On 12/27/18 12:33 AM, James Smart wrote:
The XRI get/put lists were partitioned per hardware queue. However,
the adapter rarely had sufficient resources to give a large number
of resources per queue. As such, it became common for a cpu to
encounter a lack of XRI resource and request the upper io stack to
retry after returning a BUSY condition. This occurred even though
other cpus were idle and not using their resources.
Create as efficient a scheme as possible to move resources
to the cpus that need them. Each cpu maintains a small private pool
which it allocates from for io. There is a watermark that the cpu
attempts to keep in the private pool. The private pool, when empty,
pulls from a global pool from the cpu. When the cpu's global pool is
empty it will pull from other cpu's global pool. As there many cpu
global pools (1 per cpu or hardware queue count) and as each cpu
selects what cpu to pull from at different rates and at different
times, it creates a radomizing effect that minimizes the number of
cpu's that will contend with each other when the steal XRI's from
another cpu's global pool.
On io completion, a cpu will push the XRI back on to its private pool.
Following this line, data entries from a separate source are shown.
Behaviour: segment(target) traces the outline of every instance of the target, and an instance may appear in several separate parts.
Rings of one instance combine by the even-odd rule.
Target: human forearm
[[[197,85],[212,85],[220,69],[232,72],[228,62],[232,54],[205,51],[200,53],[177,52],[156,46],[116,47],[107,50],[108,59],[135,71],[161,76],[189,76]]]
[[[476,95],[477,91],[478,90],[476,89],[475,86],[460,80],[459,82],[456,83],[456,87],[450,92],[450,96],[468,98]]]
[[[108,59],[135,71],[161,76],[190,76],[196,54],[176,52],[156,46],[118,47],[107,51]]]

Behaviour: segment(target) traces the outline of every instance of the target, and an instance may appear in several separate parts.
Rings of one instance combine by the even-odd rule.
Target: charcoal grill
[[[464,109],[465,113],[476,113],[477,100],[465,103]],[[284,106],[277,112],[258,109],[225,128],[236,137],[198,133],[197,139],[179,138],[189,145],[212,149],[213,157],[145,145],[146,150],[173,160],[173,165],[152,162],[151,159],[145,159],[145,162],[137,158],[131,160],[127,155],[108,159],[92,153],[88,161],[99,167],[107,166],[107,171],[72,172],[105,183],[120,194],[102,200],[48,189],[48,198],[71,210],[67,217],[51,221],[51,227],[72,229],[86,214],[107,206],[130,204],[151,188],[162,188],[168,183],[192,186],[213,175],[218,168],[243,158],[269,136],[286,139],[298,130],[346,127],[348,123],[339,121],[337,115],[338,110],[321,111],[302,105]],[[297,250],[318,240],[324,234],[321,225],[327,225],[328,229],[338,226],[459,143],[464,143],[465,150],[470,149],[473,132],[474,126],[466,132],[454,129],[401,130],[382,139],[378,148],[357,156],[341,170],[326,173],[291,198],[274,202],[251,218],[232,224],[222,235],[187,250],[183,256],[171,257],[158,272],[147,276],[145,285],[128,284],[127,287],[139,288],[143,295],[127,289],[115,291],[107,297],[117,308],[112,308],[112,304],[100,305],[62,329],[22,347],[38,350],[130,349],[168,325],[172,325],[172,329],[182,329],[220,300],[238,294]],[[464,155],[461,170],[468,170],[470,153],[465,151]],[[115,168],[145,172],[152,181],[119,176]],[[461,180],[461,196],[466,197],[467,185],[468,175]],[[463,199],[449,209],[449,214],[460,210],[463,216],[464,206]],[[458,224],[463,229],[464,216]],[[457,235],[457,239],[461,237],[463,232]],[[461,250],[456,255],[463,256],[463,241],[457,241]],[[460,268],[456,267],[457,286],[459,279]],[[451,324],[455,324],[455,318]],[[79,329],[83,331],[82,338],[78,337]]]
A watermark level is maintained for the private pool such that when
it is exceeded it will move XRI's to the CPU global pool so that other
cpu's may allocate them.
On NVME, as heartbeat commands are critical to get placed on the wire,
a single expedite pool is maintained. When a heartbeat is to be sent,
it will allocate an XRI from the expedite pool rather than the normal
cpu private/global pools. On any io completion, if a reduction in the
expedite pools is seen, it will be replenished before the XRI is
placed on the cpu private pool.
Statistics are added to aid understanding the XRI levels on each
cpu and their behaviors.
As indicated previously, once we would be using embedded xris none of
this would be necessary ...
Cheers,
Hannes